The PVA and borax molecules in the solution formed cross-links. Cross links caused the slime to flow slower and change shape. The solution is an example of polymerization which is the formation of very large molecules from many smaller molecule units.
*Some other examples of polymers are: polyesters, nylon, polyvinyl chloride, polystyrene and natural rubber.
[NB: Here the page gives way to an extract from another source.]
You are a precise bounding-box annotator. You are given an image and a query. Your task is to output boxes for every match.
On Saturday we tested many different materials to investigate the different properties of each. We looked at the luster, tested for electrical conductivity, malleability, ductility and reactivity for each material. After gathering our results we then split the materials into a metal and nonmetal group based on their properties. From the start, we knew that the properties of wood and the properties of lead would be different but the tests confirmed it. Metals have specific properties different from nonmetals. Metals have luster, they are conductors of electricity, they are malleable, ductile and mostly somewhat reactive. Metals are able to be conductive, malleable and ductile because of metallic bonding. Solid metals have metallic bonding; the metal nuclei are in fixed locations but the electrons surrounding them can move freely. However, something like glass has electrons in fixed positions which are joined tightly because of covalent bonds so the glass does not conduct electricity. As we all have probably seen, metal rusts. This happens because the metal is reacting with oxygen. When metals are exposed to and react with oxygen it is called oxidation. Nonmetals have basically the opposite characteristics. They do not have luster, they are nonconductive, brittle and non ductile. The Period Table of Elements separates metals and nonmetals. What happens to the ones that don’t fit in either group? There is another group called metalloids. Some can be shiny or dull and some are semiconductors. Also there are some that are called alloys. Alloys are materials that contain more than one metal element and still maintain the characteristic properties of metals. For example, gold (a metal) is too soft for jewelers to work with so they make an alloy of gold, silver and copper. This combination is harder and will hold its shape, making it easier to work with.